Finance Minister Mthuli Ncube has claimed that the government does “not have the resources” to finance ministries to the level that they expect.
Responding to the MPs who had pointed out that government departments were underfunded, Ncube on Tuesday said the fiscus could only fund a third of the votes demanded by the ministries for expenditure next year.
This comes after various reports by Parliamentary Portfolio Committees on the 2023 national budget pointed out that ministries were grossly underfunded.
“I have listened carefully to all presentations by portfolio committees. There is not a single portfolio committee that (is happy with the budget allocation for the ministry that they supervise.) They all said it is inadequate, and that is what it is frankly.
“It may be inadequate, but we have to live within our means. You will notice that I presented a budget of $4,2 trillion, but the bids were three times this figure,” Ncube said.
“Clearly, we cannot support that kind of expenditure request. We just do not have the resources. The resources that we can reliably generate are just over ZWL4 trillion.
“We have always said, in terms of the Public Debt Management Act, debt should not go above 70% of gross domestic product (GDP) and we are straining ourselves not to breach that because the higher expenditure means that we have to borrow more, and we end up breaching the hurdle and that is not good for us.
“On the issue of underfunding — that we are not giving ministries what they request for — ministries are always requesting three times the revenue that the economy can generate. This economy is stuck somewhere at around 80% of the GDP in terms of revenue to GDP ratio.
“That is all it can afford and you cannot extend beyond that 80% of GDP. It is not even underfunding. We are funding what we are able to fund with the resources we have.”

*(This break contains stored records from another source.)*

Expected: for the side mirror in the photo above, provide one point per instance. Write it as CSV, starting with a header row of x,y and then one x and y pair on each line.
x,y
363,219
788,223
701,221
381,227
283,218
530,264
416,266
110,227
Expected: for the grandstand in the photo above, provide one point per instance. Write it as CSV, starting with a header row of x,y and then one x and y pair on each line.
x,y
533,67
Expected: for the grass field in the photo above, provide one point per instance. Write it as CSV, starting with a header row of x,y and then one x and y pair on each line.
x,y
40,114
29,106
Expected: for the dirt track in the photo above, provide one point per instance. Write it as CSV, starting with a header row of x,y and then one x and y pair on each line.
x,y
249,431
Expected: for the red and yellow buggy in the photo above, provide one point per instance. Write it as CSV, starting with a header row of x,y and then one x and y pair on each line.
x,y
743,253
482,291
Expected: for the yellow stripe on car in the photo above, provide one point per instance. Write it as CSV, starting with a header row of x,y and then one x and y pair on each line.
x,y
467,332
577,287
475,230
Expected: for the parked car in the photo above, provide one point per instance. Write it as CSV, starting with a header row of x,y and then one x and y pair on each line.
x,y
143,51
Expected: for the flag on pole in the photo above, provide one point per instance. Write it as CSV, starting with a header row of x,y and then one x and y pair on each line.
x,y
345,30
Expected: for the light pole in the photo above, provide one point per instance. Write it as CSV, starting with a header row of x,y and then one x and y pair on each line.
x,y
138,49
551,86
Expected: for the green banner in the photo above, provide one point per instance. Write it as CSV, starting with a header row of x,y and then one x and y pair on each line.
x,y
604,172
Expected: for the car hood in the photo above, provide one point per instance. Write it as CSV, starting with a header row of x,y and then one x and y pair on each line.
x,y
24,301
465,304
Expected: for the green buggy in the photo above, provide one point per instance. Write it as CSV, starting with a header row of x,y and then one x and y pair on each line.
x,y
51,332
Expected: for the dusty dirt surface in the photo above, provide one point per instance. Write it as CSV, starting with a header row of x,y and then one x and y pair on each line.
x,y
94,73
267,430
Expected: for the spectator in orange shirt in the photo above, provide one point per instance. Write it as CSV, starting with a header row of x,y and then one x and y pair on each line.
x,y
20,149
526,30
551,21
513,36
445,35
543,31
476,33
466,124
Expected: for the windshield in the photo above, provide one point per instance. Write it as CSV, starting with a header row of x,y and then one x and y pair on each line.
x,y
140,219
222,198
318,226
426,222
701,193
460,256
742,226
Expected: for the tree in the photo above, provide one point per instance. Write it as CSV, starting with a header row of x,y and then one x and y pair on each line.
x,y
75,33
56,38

MPs had also complained that the Treasury has been disbursing budgeted resources to ministries and government departments very late.

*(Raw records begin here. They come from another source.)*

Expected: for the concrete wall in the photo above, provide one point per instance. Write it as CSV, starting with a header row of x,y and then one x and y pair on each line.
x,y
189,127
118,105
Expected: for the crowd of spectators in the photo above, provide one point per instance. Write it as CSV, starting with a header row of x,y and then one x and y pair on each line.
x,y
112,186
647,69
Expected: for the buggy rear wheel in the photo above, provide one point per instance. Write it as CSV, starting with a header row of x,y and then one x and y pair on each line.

But Ncube explained that this was a result of the current cash budgeting system being implemented, which entails that government spending is restricted to revenue collected only.
“You can only spend what you have collected. Some put it as ‘you eat what you have killed’. You cannot eat more than what you have killed unless you borrow someone’s kill. We have to do this with no recourse to the central bank,” Ncube said.